Thread: Possible infinite loop on buildfarm animals
Between approximately 11:05 UTC and 13:25 UTC today (15 Mar 2024), the Postgres git repo contained a buggy test recipe that caused an infinite loop that will eventually exhaust disk space. If you have any animals that might have launched a test run on HEAD in that interval, you might want to check up on them. A manual kill of the process that's consuming 100% CPU should be enough to get out of it. Another idea to consider is to set the wait_timeout parameter in your animals' configuration files, to put an upper bound on the total elapsed time for a run. By default that's infinite, since it's really hard to select a one-size-fits-all value ... but it's a good backstop if you don't mind picking machine-specific limits. regards, tom lane
On Fri, Mar 15, 2024 at 02:42:14PM -0400, Tom Lane wrote: > Another idea to consider is to set the wait_timeout parameter > in your animals' configuration files, to put an upper bound > on the total elapsed time for a run. By default that's > infinite, since it's really hard to select a one-size-fits-all > value ... but it's a good backstop if you don't mind picking > machine-specific limits. Other than CLOBBER_CACHE animals, the server rejects results older than 24h: https://github.com/PGBuildFarm/server-code/blob/8572ac7/cgi-bin/pgstatus.pl#L273 The same 24h should probably be the default wait_timeout. One might use a longer timeout if wanting to attach a debugger to a process of a stuck run. If one just wants an intervention-free buildfarm animal, 24h is good.
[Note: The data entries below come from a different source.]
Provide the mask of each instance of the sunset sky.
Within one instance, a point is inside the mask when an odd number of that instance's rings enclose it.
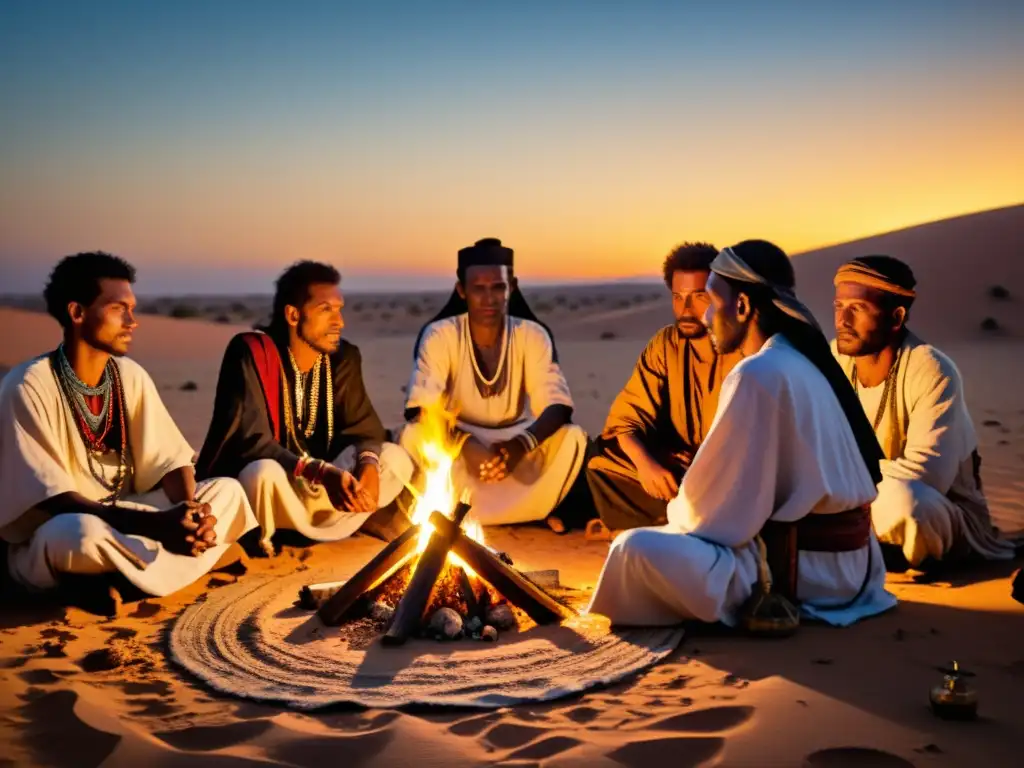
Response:
[[[0,292],[89,249],[415,288],[485,236],[596,280],[1024,200],[1024,3],[684,5],[0,0]]]

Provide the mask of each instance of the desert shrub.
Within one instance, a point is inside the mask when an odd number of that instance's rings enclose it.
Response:
[[[645,301],[647,301],[647,297],[645,297],[642,293],[638,293],[636,296],[633,297],[634,304],[643,304]]]
[[[629,306],[629,299],[619,299],[617,302],[615,302],[615,306],[618,307],[619,309],[625,309],[626,307]]]
[[[186,317],[199,317],[199,310],[191,304],[175,304],[167,314],[179,319]]]
[[[981,321],[981,330],[989,332],[998,331],[1000,330],[999,321],[997,321],[994,317],[986,317],[984,320]]]
[[[390,312],[381,312],[380,313],[380,319],[383,320],[385,323],[388,320],[390,320],[392,317],[394,317],[394,315],[392,315]]]
[[[392,299],[388,302],[389,309],[398,309],[398,299]]]
[[[196,384],[194,381],[186,381],[184,384],[178,387],[178,389],[180,389],[182,392],[195,392],[197,389],[199,389],[199,385]]]
[[[594,300],[590,296],[583,296],[580,299],[580,304],[582,304],[584,307],[589,307],[593,303],[594,303]]]
[[[570,312],[575,312],[579,308],[580,308],[580,305],[577,304],[575,301],[572,304],[569,305],[569,311]]]
[[[236,315],[248,315],[249,307],[247,307],[240,301],[233,301],[231,302],[231,311],[234,312]]]
[[[569,299],[565,297],[565,294],[560,293],[557,296],[555,296],[555,304],[557,304],[560,307],[564,307],[568,302]]]
[[[541,313],[550,312],[552,309],[554,309],[554,307],[551,306],[551,304],[546,301],[538,301],[534,306],[536,307],[537,311]]]
[[[365,315],[360,315],[359,316],[360,320],[365,320],[368,323],[372,323],[373,322],[373,318],[374,318],[373,312],[367,312]]]
[[[363,311],[363,302],[357,301],[354,304],[352,304],[351,306],[349,306],[348,309],[352,310],[353,312],[362,312]]]
[[[230,318],[230,317],[228,317],[227,315],[217,315],[217,316],[216,316],[216,317],[215,317],[215,318],[213,319],[213,322],[215,322],[215,323],[221,323],[221,324],[223,324],[223,325],[228,325],[228,324],[230,324],[230,323],[231,323],[231,318]]]
[[[609,341],[615,338],[615,331],[601,331],[601,341]]]
[[[988,289],[988,295],[993,299],[1006,301],[1006,299],[1010,298],[1010,291],[1002,285],[993,285]]]
[[[419,304],[407,304],[405,311],[409,313],[410,317],[419,317],[423,314],[423,307]]]

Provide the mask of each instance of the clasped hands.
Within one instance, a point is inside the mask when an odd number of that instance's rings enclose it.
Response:
[[[380,470],[372,462],[360,464],[355,474],[328,464],[320,482],[327,498],[340,512],[366,513],[377,509]]]
[[[497,483],[515,472],[529,448],[523,438],[514,437],[488,446],[469,437],[462,446],[462,459],[470,473],[484,483]]]

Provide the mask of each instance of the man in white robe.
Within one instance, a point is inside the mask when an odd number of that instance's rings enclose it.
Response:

On 2024-Mar-17, Noah Misch wrote: > Other than CLOBBER_CACHE animals, the server rejects results older than 24h: > https://github.com/PGBuildFarm/server-code/blob/8572ac7/cgi-bin/pgstatus.pl#L273 > The same 24h should probably be the default wait_timeout. One might use a > longer timeout if wanting to attach a debugger to a process of a stuck run. > If one just wants an intervention-free buildfarm animal, 24h is good. Maybe that should be the default value embedded in the buildfarm client script, which can be overridden for specific purposes such as CLOBBER_CACHE animals? -- Álvaro Herrera PostgreSQL Developer — https://www.EnterpriseDB.com/ "No hay hombre que no aspire a la plenitud, es decir, la suma de experiencias de que un hombre es capaz"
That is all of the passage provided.